The answer is simple: it is that such a speech is fallacious, based on fallacious theory. Such foreign savings means, domestically, only the existence of additional dollars to face current expenses, that is, consumption of imported goods and services and payment of rents to foreign capital invested here. It has no immediate relation to the creation of productive investments. It does not come to “top up” our savings, nor is it used to “top up” our savings and thus increase investment. It seeks to increase the value of this existing stock of dollar wealth and is used to cover the holes in our current accounts.

But, for 2019, even if we reduce the “benefit” of foreign savings to that, the argument remains false and in no way explains the optimism and tranquility of the market, financial analysts, the “specialized” media and the Central Bank. Foreign savings did not appear as expected. The net result of financial investments in the country, including portfolio investments and other investments, was not the celebrated US$78,5 billion, but around US$27 billion. In order to meet its external commitments, Brazil had, therefore, to advance in its currency reserves, in an unprecedented dimension until now.

And why were the current account results so negative? As expected, the press highlighted the poor performance of the trade balance, which produced a surplus of US$ 13 billion less than in 2018, but there is a number that should also have drawn attention: the US$ 82 billion destined for remuneration of foreign savings applied in our economy (payment of profits, dividends and interest). And this is not an isolated episode: a similar story has been repeated every year. So that's the summary of the plot: we need foreign savings to be able to remunerate it.

If we are not in a desperate situation, it is thanks to the currency accumulated during the boom times (2006-2011). But times have changed sharply. Clouds pile up heavily on the global geopolitical scene, placing enormous uncertainties on the progress of global commercial transactions and, therefore, on the result of our exports. More recently, it is also necessary to consider the no less disastrous consequences for the same variable of the insane foreign policy of the current government (just look at how Brazil has been treated by our “preferential partner”, the USA). As for financial investments, the generous foreign savings that redeem us, the situation is no less worrying: the average of net financial inflows over the last four years does not reach 30% of the average for the 2009-2015 period.

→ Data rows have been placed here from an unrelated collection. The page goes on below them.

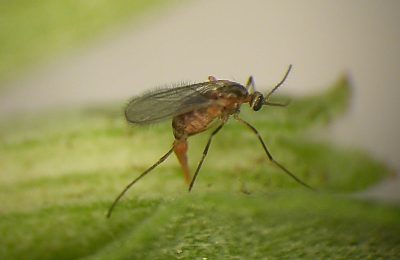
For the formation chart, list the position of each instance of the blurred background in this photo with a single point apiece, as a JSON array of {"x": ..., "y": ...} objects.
[
  {"x": 67, "y": 68},
  {"x": 74, "y": 53}
]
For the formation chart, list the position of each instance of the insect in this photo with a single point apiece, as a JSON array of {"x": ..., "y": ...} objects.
[{"x": 193, "y": 109}]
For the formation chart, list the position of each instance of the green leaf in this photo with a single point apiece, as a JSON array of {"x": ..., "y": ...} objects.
[{"x": 60, "y": 172}]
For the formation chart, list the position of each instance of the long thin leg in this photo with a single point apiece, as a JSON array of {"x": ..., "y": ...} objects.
[
  {"x": 180, "y": 149},
  {"x": 204, "y": 155},
  {"x": 269, "y": 154},
  {"x": 162, "y": 159},
  {"x": 250, "y": 84}
]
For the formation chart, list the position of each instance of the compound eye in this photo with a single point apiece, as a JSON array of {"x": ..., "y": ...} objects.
[{"x": 258, "y": 104}]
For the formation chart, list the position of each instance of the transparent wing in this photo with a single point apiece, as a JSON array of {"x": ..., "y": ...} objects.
[{"x": 164, "y": 103}]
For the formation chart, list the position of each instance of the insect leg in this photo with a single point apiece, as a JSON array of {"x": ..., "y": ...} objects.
[
  {"x": 250, "y": 84},
  {"x": 162, "y": 159},
  {"x": 180, "y": 149},
  {"x": 276, "y": 104},
  {"x": 269, "y": 154},
  {"x": 204, "y": 155}
]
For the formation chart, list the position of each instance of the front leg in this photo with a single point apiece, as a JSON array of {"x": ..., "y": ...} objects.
[{"x": 180, "y": 149}]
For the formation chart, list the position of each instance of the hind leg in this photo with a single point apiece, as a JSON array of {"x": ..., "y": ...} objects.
[{"x": 180, "y": 149}]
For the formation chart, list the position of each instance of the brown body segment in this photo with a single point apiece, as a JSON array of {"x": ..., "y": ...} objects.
[
  {"x": 225, "y": 98},
  {"x": 199, "y": 120}
]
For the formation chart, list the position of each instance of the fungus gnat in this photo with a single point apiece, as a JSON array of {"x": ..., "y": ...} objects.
[{"x": 193, "y": 108}]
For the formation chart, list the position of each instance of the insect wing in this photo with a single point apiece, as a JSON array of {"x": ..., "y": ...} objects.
[{"x": 164, "y": 103}]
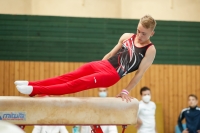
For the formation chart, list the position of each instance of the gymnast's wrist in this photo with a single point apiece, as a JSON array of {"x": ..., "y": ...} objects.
[{"x": 124, "y": 91}]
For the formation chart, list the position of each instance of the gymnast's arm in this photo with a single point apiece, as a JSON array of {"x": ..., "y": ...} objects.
[
  {"x": 144, "y": 65},
  {"x": 37, "y": 129},
  {"x": 118, "y": 46}
]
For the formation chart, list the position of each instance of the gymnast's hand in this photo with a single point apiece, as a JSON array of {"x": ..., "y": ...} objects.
[{"x": 125, "y": 97}]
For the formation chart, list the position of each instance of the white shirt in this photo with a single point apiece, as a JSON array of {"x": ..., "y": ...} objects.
[
  {"x": 105, "y": 129},
  {"x": 146, "y": 114},
  {"x": 49, "y": 129}
]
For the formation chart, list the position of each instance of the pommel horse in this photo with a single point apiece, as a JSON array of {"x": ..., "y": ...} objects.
[{"x": 93, "y": 111}]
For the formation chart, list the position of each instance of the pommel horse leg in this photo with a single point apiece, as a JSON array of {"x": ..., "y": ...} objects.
[
  {"x": 69, "y": 111},
  {"x": 97, "y": 129}
]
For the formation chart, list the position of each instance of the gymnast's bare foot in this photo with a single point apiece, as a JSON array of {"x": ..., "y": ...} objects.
[
  {"x": 21, "y": 82},
  {"x": 24, "y": 89}
]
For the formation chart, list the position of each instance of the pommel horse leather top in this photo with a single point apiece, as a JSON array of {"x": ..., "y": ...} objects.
[{"x": 68, "y": 111}]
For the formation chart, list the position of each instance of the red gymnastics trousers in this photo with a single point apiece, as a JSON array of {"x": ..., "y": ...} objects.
[{"x": 90, "y": 75}]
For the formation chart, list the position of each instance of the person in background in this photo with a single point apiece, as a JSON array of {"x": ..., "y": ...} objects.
[
  {"x": 146, "y": 114},
  {"x": 191, "y": 115},
  {"x": 103, "y": 92}
]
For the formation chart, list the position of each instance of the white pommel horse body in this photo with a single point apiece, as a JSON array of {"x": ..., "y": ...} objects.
[{"x": 68, "y": 111}]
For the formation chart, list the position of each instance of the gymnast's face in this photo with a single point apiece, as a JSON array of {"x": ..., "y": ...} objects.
[
  {"x": 192, "y": 101},
  {"x": 143, "y": 34},
  {"x": 147, "y": 92}
]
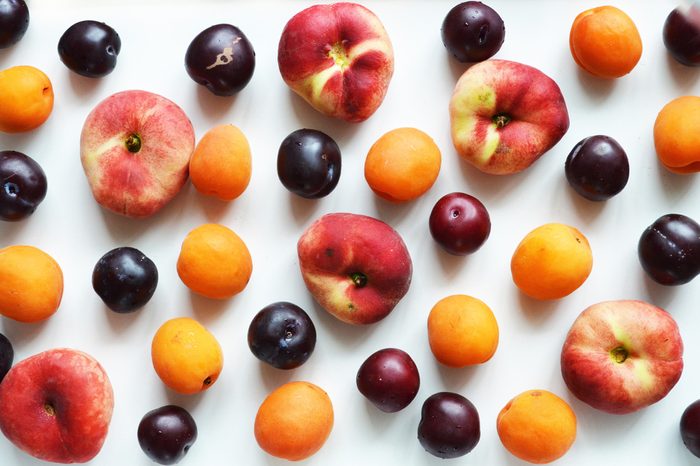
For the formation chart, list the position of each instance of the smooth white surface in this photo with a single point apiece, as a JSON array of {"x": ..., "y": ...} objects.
[{"x": 76, "y": 231}]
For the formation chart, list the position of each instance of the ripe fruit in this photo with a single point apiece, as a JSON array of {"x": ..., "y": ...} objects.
[
  {"x": 682, "y": 34},
  {"x": 221, "y": 58},
  {"x": 597, "y": 168},
  {"x": 214, "y": 262},
  {"x": 605, "y": 42},
  {"x": 473, "y": 32},
  {"x": 389, "y": 379},
  {"x": 14, "y": 21},
  {"x": 462, "y": 331},
  {"x": 294, "y": 421},
  {"x": 90, "y": 48},
  {"x": 22, "y": 185},
  {"x": 402, "y": 165},
  {"x": 669, "y": 249},
  {"x": 186, "y": 356},
  {"x": 449, "y": 425},
  {"x": 7, "y": 355},
  {"x": 690, "y": 428},
  {"x": 27, "y": 99},
  {"x": 308, "y": 163},
  {"x": 57, "y": 406},
  {"x": 166, "y": 434},
  {"x": 221, "y": 163},
  {"x": 551, "y": 262},
  {"x": 676, "y": 139},
  {"x": 459, "y": 223},
  {"x": 537, "y": 426},
  {"x": 282, "y": 335},
  {"x": 32, "y": 284},
  {"x": 125, "y": 279}
]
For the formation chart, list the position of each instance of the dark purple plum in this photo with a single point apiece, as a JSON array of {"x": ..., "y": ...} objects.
[
  {"x": 389, "y": 379},
  {"x": 90, "y": 48},
  {"x": 125, "y": 279},
  {"x": 473, "y": 32},
  {"x": 283, "y": 335},
  {"x": 22, "y": 185},
  {"x": 7, "y": 356},
  {"x": 459, "y": 223},
  {"x": 682, "y": 34},
  {"x": 14, "y": 21},
  {"x": 669, "y": 249},
  {"x": 308, "y": 163},
  {"x": 166, "y": 434},
  {"x": 690, "y": 428},
  {"x": 449, "y": 425},
  {"x": 597, "y": 168},
  {"x": 221, "y": 58}
]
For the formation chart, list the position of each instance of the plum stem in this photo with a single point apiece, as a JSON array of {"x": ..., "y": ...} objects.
[
  {"x": 501, "y": 120},
  {"x": 133, "y": 143},
  {"x": 619, "y": 354},
  {"x": 359, "y": 279}
]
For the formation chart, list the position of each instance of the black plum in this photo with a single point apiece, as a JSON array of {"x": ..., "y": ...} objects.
[
  {"x": 597, "y": 168},
  {"x": 459, "y": 223},
  {"x": 308, "y": 163},
  {"x": 690, "y": 428},
  {"x": 22, "y": 185},
  {"x": 90, "y": 48},
  {"x": 449, "y": 425},
  {"x": 681, "y": 34},
  {"x": 166, "y": 434},
  {"x": 283, "y": 335},
  {"x": 221, "y": 58},
  {"x": 125, "y": 279},
  {"x": 14, "y": 21},
  {"x": 389, "y": 379},
  {"x": 7, "y": 355},
  {"x": 669, "y": 249},
  {"x": 473, "y": 32}
]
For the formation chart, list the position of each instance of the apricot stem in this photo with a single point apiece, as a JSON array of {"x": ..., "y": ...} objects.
[
  {"x": 133, "y": 143},
  {"x": 619, "y": 354},
  {"x": 359, "y": 279},
  {"x": 500, "y": 120}
]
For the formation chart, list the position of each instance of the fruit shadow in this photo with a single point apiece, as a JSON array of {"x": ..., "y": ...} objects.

And so, without having taken any advantage of a relatively relaxed external situation, we are now facing a much more nebulous and dangerous scenario. In possession of a truly national project, we could have rescued our economy, even changing its direction: green investment, instead of predatory investment that destroys nature and our natural resources; generous social investments and in science and technology, instead of austere policies to satisfy the owners of international financial wealth.

About a quarter of a century ago, we were offered a rope to hang ourselves and we accepted it. We had a hard time with it around our necks (who doesn't remember the exchange rate suffocation of 1998/1999? and the crises of 2001 and 2002 that led us to the IMF?), but the noose loosened and we could have gotten it out of trouble. We missed the opportunity. Now we have to live with shortness of breath, which can get worse and worse.